Until fairly recently top Chess programs could beat top humans, but top Go programs were routinely destroyed by moderately skilled amateurs. Everyone figured this would be the case for the foreseeable future -- Go's branching factor is simply too high to solve with brute force, so it was regarded as a very difficult problem in pattern theory. In 2006 this all changed and top Go programs became nearly competitive with top human players. How the heck did they do it?!? The answer, as always, is with Monte Carlo techniques, but the algorithms are rooted in advances in solving the many-armed bandit problem, and have found uses outside board games.

November

November 4

Speaker:

James Gossell


Factorization Properties of Matrix Semigroups

While factorization properties of commutative semigroups have been well-studied, very little literature exists concerning factorization in the non-commutative setting. In this talk we will discuss the factorization properties of the semigroup of nxn integer-valued matrices under matrix multiplication (which is not commutative). We will determine which matrices are "irreducible" and how the uniqueness of factorization of the integers corresponds to the niceness of factorization of integer-valued matrices.
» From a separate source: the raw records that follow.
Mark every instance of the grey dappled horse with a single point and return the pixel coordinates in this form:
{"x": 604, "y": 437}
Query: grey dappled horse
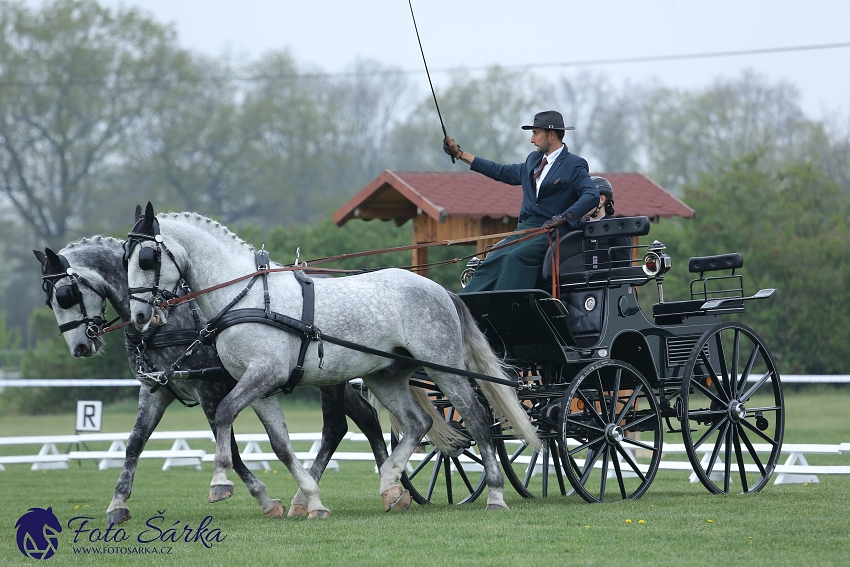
{"x": 100, "y": 276}
{"x": 390, "y": 310}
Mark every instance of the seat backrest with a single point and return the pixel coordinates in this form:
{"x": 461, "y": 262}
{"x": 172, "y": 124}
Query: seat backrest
{"x": 571, "y": 258}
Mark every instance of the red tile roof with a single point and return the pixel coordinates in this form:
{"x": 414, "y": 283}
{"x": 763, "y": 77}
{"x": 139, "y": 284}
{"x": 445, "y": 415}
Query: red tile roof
{"x": 441, "y": 194}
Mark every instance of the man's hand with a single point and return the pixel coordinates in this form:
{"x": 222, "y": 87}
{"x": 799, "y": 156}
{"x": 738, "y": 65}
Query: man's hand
{"x": 451, "y": 147}
{"x": 554, "y": 222}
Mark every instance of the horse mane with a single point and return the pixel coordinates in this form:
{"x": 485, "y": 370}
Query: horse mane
{"x": 208, "y": 224}
{"x": 91, "y": 240}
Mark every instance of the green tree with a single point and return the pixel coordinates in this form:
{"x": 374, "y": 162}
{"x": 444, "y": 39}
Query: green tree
{"x": 791, "y": 226}
{"x": 74, "y": 79}
{"x": 688, "y": 133}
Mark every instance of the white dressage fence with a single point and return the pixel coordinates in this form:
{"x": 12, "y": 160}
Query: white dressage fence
{"x": 795, "y": 469}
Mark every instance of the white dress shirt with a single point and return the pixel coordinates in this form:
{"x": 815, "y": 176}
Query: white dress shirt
{"x": 550, "y": 159}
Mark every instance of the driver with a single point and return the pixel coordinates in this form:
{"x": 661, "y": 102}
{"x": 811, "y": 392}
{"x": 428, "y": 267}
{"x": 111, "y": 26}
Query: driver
{"x": 556, "y": 189}
{"x": 604, "y": 211}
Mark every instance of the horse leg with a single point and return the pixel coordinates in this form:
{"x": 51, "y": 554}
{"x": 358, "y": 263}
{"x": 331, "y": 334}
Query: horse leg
{"x": 394, "y": 393}
{"x": 255, "y": 381}
{"x": 365, "y": 418}
{"x": 151, "y": 409}
{"x": 477, "y": 422}
{"x": 209, "y": 399}
{"x": 334, "y": 428}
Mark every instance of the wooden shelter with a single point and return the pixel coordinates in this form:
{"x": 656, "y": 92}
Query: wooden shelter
{"x": 452, "y": 206}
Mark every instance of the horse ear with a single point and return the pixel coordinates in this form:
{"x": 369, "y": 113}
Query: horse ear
{"x": 53, "y": 259}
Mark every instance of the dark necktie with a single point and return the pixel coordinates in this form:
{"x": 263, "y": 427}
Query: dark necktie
{"x": 538, "y": 170}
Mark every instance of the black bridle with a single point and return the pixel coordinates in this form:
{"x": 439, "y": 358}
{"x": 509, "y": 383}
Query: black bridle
{"x": 150, "y": 259}
{"x": 69, "y": 295}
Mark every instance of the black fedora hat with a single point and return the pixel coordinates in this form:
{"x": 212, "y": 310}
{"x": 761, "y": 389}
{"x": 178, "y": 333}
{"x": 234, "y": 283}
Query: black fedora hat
{"x": 549, "y": 120}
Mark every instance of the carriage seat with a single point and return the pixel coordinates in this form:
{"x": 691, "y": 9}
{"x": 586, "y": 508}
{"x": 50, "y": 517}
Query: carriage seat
{"x": 588, "y": 272}
{"x": 578, "y": 263}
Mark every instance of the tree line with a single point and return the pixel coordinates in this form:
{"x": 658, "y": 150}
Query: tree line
{"x": 102, "y": 108}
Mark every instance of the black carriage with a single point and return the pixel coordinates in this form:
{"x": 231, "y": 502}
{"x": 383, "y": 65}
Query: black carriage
{"x": 603, "y": 383}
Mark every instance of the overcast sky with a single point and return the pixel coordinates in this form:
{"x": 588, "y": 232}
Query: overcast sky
{"x": 480, "y": 33}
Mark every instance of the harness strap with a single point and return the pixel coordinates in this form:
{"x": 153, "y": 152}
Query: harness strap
{"x": 294, "y": 326}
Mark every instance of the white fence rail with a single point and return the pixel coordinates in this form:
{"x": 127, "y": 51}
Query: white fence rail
{"x": 795, "y": 469}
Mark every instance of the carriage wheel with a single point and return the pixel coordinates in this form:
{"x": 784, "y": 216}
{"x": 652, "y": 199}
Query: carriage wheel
{"x": 456, "y": 477}
{"x": 731, "y": 410}
{"x": 531, "y": 473}
{"x": 611, "y": 433}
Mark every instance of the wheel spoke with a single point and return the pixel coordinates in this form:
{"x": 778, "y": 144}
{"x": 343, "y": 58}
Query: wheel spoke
{"x": 447, "y": 468}
{"x": 709, "y": 393}
{"x": 556, "y": 461}
{"x": 462, "y": 473}
{"x": 637, "y": 443}
{"x": 631, "y": 424}
{"x": 619, "y": 474}
{"x": 605, "y": 457}
{"x": 424, "y": 463}
{"x": 603, "y": 408}
{"x": 747, "y": 369}
{"x": 727, "y": 463}
{"x": 716, "y": 449}
{"x": 629, "y": 404}
{"x": 711, "y": 430}
{"x": 586, "y": 445}
{"x": 615, "y": 394}
{"x": 703, "y": 413}
{"x": 756, "y": 386}
{"x": 733, "y": 376}
{"x": 518, "y": 452}
{"x": 434, "y": 476}
{"x": 741, "y": 470}
{"x": 761, "y": 434}
{"x": 588, "y": 466}
{"x": 589, "y": 406}
{"x": 628, "y": 458}
{"x": 585, "y": 425}
{"x": 529, "y": 472}
{"x": 714, "y": 376}
{"x": 752, "y": 451}
{"x": 474, "y": 457}
{"x": 724, "y": 370}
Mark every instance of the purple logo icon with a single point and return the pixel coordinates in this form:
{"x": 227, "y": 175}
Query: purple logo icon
{"x": 38, "y": 533}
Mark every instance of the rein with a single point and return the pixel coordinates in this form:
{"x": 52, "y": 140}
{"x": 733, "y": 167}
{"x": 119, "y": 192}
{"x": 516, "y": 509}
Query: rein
{"x": 529, "y": 233}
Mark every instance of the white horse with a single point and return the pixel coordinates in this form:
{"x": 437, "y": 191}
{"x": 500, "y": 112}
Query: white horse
{"x": 389, "y": 310}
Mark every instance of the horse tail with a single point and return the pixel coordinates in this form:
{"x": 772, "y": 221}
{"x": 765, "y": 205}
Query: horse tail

Finally, we will generalize our results to study certain matrix semigroups with entries coming from some atomic domain.

November 11

Speaker:

Adam Brown


A Survey of the Theory and Applications of Lie Algebra Representations

The theory of representations of Lie groups is heavily dependent on the study of representations of algebras. We will discuss how the theory of highest weights has been used to study finite dimensional Lie algebra representations, and how the universal enveloping algebra has been utilized in the study of infinite dimensional representations. Finally, we will discuss the Casimir operator as an invariant on irreducible representations and its application to particle physics.

November 18

Speaker:

Tyler Johnson


Positively Polynomial

Suppose I have some polynomial with non-negative integer coefficients. You are tasked with guessing the polynomial; I will tell you the value of the polynomial at any integer you choose. How many integers is required for you to be certain of the polynomial? What if the polynomial has multiple variables? The solution to this problem is surprisingly simple and satisfying; we will discuss a few other interesting variations of this problem as well.

November 25

Speaker:

Braxton Osting


Geometric Methods for Graph Partitioning

Several geometric methods for graph partitioning have been introduced in the past few years, with wide applications in clustering, community detection, and image analysis. These methods, which I'll review, are built on graph-based analogues of total variation, motion by mean curvature, the Ginzburg-Landau functional, and Merriman-Bence-Osher threshold dynamics. In this talk, I'll also discuss a new graph partitioning method where the optimality criterion is given by the sum of the Dirichlet eigenvalues of the partition components.

December

December 2

Speaker:

Todd Reeb


Online Social Networks and Random Graph Generation

Graphs are a simple but effective model of Online Social Networks (OSNs) such as Facebook: vertices represent users and edges represent friendships. Such graphs exhibit special properties such as the presence of highly-connected subgraphs corresponding to, say, networks specific to single universities. In this talk, I'll describe these properties, the difficulties in building these graphs from real-world data, and recent progress towards generating random graphs with similar properties in order to test relevant algorithms.

December 9

Speaker:

Jenna Noll


Modeling the Flagellar Regulatory Network in Salmonella

We will discuss my current research project, which is analyzing the regulatory mechanisms in Salmonella that allow construction of flagella to occur in a trascriptional hierarchy. Experimentally, bacteria from the same population with identical genetics are divided into two distinct subpopulations, with some making flagella and others not. I will discuss the believed mechanisms for the bistability, and my current mathematical model.